[llvm-dev] Adding support for vscale

Tue Oct 1 01:21:24 PDT 2019

On Tue, Oct 1, 2019 at 8:08 AM Robin Kruppe <robin.kruppe at gmail.com> wrote:
>
> Hello Jacob and Luke,
>
> First off, even if a dynamically changing vscale was truly necessary
> for RVV or SV, this thread would be far too late to raise the question.
> That vscale is constant -- that the number of elements in a scalable
> vector does not change during program execution -- is baked into the
> accepted scalable vector type proposal from top to bottom and in fact
> was one of the conditions for its acceptance...

that should be explicitly made clear in the patches.  it sounds very
much like it's only suitable for statically-allocated
arrays-of-vectorisable-types:

typedef vec4 float[4]; // SEW=32,LMUL=4 probably
static vec4 globalvec[1024]; // vscale == 1024 here

or, would it be intended for use inside functions - again statically-allocated?

int somefn(void) {
  static vec4 localvec[1024]; // vscale == 1024 here
}

*or*, would it be intended to be used like this?
int somefn(num_of_vec4s) {
  static vec4 localvec[num_of_vec4s]; // vscale == dynamic, here
}

clarifying this in the documentation strings on vscale, perhaps even
providing c-style examples, would be extremely useful, and avoid
misunderstandings.

>... (runtime-variable type
> sizes create many more headaches which nobody has worked out
>how to solve to a satisfactory degree in the context of LLVM).

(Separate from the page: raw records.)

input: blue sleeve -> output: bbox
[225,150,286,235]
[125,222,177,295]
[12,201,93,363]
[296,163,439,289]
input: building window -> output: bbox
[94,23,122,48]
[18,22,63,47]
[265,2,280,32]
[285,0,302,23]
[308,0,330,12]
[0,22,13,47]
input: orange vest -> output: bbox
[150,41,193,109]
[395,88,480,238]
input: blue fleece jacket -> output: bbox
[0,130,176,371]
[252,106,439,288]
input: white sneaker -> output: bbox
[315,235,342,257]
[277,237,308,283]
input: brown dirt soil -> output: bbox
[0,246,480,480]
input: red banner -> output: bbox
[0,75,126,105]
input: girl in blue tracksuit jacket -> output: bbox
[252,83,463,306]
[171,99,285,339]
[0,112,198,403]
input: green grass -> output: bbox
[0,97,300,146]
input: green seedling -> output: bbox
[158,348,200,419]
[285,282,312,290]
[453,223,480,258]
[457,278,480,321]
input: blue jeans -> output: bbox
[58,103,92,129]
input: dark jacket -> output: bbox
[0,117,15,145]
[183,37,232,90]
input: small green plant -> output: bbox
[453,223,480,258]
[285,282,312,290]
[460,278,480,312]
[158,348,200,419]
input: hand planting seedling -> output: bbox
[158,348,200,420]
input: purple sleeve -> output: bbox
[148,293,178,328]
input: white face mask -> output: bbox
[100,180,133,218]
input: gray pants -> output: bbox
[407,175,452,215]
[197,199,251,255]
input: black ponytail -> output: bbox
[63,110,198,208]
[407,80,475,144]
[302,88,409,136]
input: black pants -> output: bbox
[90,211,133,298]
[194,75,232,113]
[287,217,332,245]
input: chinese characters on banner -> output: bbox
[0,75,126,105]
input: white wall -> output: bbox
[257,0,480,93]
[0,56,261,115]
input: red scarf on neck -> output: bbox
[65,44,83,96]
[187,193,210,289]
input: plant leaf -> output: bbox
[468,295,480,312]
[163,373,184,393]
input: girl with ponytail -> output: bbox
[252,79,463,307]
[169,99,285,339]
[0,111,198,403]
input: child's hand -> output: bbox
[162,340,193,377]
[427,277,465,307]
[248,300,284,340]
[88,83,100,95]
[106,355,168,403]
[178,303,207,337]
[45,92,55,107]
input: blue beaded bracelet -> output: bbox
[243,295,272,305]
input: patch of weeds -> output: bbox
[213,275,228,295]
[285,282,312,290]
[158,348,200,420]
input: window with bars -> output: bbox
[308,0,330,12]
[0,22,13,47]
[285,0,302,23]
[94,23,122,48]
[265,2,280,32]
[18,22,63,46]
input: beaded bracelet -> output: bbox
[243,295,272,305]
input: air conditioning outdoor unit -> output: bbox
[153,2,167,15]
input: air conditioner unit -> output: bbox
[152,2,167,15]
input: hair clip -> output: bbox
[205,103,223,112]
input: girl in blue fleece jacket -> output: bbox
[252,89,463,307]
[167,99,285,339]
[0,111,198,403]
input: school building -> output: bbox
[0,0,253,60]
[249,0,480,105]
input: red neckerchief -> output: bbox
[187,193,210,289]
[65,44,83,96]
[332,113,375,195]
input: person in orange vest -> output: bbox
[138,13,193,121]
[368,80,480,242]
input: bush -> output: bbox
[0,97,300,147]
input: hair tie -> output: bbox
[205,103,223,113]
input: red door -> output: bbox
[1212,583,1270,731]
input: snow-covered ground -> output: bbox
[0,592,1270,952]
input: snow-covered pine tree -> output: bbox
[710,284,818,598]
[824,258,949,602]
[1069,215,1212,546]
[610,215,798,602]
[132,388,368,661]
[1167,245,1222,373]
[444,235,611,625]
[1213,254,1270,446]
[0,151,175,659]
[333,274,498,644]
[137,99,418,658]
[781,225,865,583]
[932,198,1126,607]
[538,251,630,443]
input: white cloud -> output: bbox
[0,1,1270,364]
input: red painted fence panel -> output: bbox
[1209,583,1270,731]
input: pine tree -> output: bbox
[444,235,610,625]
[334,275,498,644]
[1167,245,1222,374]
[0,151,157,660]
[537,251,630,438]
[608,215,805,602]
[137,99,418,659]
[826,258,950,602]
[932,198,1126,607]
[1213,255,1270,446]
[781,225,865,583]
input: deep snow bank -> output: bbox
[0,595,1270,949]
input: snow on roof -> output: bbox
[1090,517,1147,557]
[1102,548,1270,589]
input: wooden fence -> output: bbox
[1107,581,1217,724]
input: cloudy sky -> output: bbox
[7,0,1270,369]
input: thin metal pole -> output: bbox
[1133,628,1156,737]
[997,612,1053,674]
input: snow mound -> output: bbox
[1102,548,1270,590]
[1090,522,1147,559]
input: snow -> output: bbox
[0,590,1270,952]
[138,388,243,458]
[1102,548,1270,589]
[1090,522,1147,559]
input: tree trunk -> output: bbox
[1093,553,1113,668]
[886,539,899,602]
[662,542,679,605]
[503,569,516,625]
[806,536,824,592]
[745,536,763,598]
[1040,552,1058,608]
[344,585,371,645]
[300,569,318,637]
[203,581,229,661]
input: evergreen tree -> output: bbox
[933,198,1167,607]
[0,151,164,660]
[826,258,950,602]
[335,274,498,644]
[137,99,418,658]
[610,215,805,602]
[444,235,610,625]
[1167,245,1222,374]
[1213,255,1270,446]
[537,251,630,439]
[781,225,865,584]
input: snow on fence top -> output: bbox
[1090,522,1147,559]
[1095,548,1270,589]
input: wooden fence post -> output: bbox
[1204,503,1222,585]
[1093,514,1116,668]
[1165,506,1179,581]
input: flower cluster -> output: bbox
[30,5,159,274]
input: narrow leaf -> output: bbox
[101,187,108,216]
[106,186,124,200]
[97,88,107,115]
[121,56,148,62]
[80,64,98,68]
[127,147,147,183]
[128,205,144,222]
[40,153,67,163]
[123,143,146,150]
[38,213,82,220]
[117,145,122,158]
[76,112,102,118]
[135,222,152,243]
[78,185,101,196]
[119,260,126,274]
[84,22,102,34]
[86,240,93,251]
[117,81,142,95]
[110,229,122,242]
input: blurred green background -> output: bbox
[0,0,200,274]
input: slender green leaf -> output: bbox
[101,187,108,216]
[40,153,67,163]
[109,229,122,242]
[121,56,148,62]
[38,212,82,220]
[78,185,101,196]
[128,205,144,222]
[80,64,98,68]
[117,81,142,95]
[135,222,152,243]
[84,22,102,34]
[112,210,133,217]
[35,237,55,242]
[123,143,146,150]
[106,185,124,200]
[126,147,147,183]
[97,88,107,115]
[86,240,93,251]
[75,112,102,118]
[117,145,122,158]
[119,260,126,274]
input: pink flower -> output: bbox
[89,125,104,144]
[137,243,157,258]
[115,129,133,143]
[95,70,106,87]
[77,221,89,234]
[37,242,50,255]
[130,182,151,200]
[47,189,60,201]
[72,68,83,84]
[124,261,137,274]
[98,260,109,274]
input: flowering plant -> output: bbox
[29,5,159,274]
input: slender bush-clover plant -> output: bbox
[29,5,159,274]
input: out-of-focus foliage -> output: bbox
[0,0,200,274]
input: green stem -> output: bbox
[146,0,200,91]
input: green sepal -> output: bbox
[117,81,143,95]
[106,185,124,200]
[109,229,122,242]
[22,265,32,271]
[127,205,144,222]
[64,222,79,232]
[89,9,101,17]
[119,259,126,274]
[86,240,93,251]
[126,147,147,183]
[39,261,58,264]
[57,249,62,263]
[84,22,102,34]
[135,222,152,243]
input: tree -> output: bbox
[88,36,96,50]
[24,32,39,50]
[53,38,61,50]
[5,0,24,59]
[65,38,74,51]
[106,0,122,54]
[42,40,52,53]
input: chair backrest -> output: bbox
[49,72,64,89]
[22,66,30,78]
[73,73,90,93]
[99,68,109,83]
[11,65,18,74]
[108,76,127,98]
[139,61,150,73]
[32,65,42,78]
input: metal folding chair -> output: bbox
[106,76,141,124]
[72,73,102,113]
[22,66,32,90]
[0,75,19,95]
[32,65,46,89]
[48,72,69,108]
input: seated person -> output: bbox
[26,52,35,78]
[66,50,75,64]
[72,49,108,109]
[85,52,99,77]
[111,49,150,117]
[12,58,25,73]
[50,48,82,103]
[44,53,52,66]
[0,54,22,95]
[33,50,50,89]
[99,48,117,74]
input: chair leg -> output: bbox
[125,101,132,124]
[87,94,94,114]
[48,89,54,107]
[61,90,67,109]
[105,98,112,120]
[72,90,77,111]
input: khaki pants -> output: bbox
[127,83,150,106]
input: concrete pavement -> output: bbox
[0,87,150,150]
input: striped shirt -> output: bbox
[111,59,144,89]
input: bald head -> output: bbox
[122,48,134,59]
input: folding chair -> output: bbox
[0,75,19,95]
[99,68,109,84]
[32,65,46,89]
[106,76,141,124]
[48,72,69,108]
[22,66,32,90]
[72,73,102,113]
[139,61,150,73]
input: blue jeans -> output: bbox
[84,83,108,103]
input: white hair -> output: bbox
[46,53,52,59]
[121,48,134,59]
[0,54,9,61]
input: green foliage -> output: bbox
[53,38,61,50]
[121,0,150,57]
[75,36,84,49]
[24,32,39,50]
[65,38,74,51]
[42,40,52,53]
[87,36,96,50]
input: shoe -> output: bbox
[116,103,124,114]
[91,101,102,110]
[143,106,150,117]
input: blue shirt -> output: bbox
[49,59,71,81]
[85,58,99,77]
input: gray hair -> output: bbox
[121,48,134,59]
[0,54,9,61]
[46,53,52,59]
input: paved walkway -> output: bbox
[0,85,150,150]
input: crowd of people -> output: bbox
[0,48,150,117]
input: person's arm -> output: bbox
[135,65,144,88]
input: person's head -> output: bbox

hmmmm.  so it looks like data-dependent fail-on-first is something
that's going to come up later, rather than right now.

> *This* thread is just about whether vscale should be exposed to programs
> in the form of a Constant or as an intrinsic which always returns the same
> value during one program execution.
>
> Luckily, this is not a problem for RVV. I do not know anything about this
> "SV" extension you are working on

SV has been designed specifically to help with the creation of
*Hybrid* CPU / VPU / GPUs.  it's very similar to RVV except that there
are no new instructions added.

a typical GPU would be happy to have 128-bit-wide SIMD or VLIW-style
instructions, on the basis that (A) the shader programs are usually no
greater than 1K in size and (B) those 128-bit-wide instructions have
an extremely high bang-per-buck ratio, of 32x FP32 operations issued
at once.

in a *hybrid* CPU - VPU - GPU context even a 1k shader program hits a
significant portion of the 1st level cache which is *not* separate
from a *GPU*'s 1st level cache because the CPU *is* the GPU.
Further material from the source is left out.